In any case, the use of an explosion of (ordinarily virtual) computers to gain coherent modes of work poses a few problems that are still usually unexplored. For example, the question of how to get data (and yield) to (and from) the cloud involves a genuine check when attempting to use fogs for BIG data analysis. Pressure could be one solution for NGS data; another course of action is that cloud providers provide pre-planned images that contain simple progression data such as reference genomes. For example, EC2 clients can mount the entire Genbank database from any image. Undeniably, if novel progressions are to be penniless down the last decision does not help. Pressure may be one solution for NGS data; another course of action is that cloud providers provide pre-planned images containing simple progression data such as reference genomes. For example, EC2 clients can mount the entire Genbank database from any image. Undeniably, if novel progressions are to be penniless down the last decision does not help. Remember that the situation will soon turn out to be much more detestable (or much harder): First, the scale of sequencing undertakings must develop and grow due to the dropping sequencing costs. Second, it is common for the third era of sequencing machines to end up accessible within the following few years [6].
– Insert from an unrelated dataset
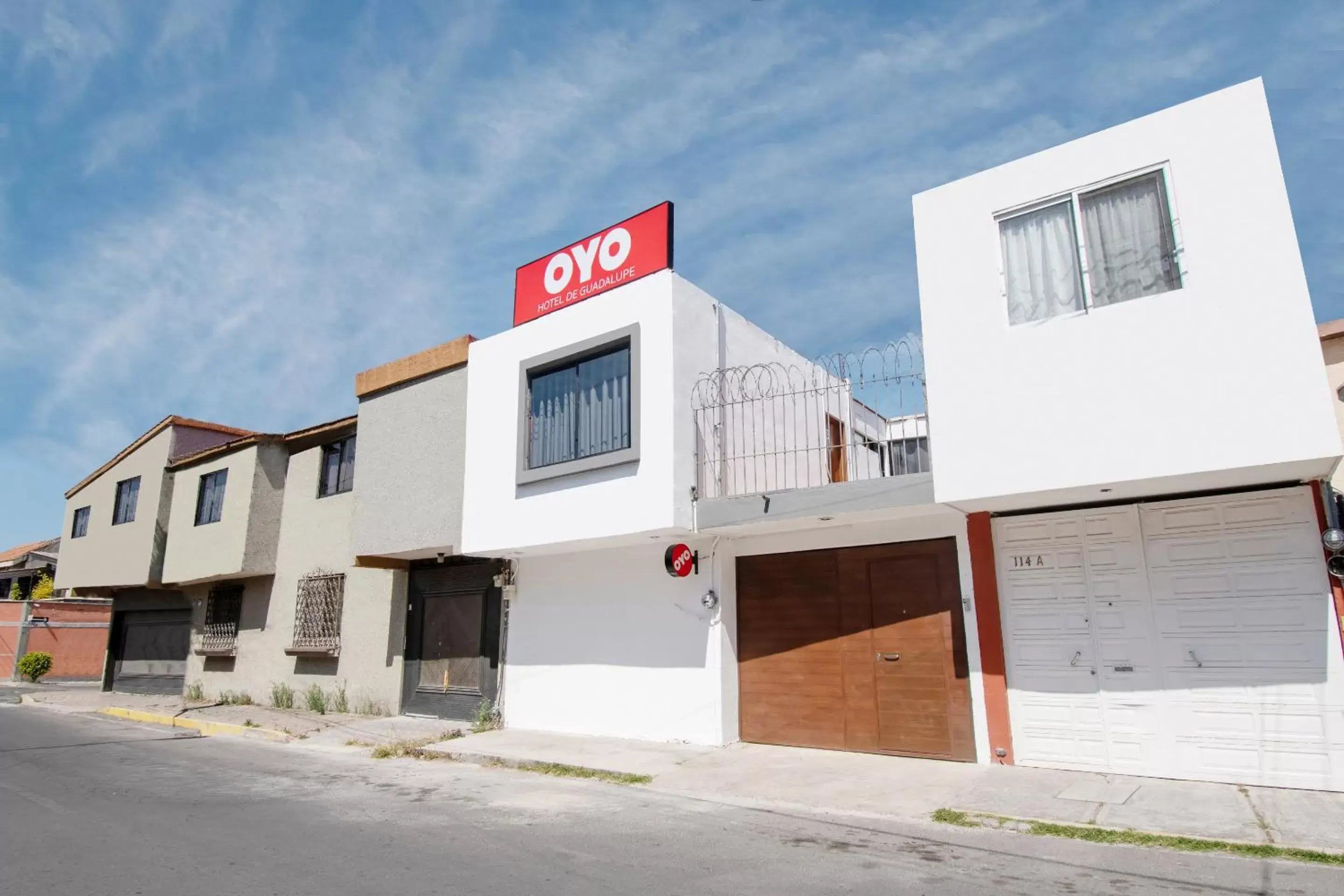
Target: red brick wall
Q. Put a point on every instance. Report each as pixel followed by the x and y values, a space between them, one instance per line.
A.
pixel 76 652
A few development routes are being pursued; they all share that the speed of sequencing and the length of reads will increase dramatically for all intents and purpose. There's no question that the "100 Million Genome" is only a few years ahead. There are also some issues we didn't mention in this article. Metadata management for a large number of genomes, for example, must be carefully designed so as not to lose critical genome-related data. Another issue is reconciling big genomic data sets with various kinds of information, similar to gene ability or interaction. One especially difficult topic is data security. The genomic data is profoundly personal and fragile. Also, sequencing data anonymization or pseudonymization is not just a matter of removing the identity of the sender from the data, as the data itself would probably identify the donor. Pro-bands of genomic studies may need to be assured, in a research sense, that they have some form of authority over this sensitive individual data.

Genomic data may be regarded as personal health information in a clinical environment, making its safety essential and even required by law [7]. It highly limits the use of free cloud-based read mapping administrations, and also brings into question sequencing for commercial administrations. Conceivable arrangements integrate the basis of non-open "walled" cloud-based arrangements with strict and secure access control, or the development of cloud-based read mapping that does not entail the transfer of the genuine read sequence to the general public cloud [8].

Author Info

Manisha Rana*
 
Department of Forensic Sciences, Amity University, Noida, India
 

Copyright:This is an open access article distributed under the terms of the Creative Commons Attribution License, which permits unrestricted use, distribution, and reproduction in any medium, provided the original work is properly cited.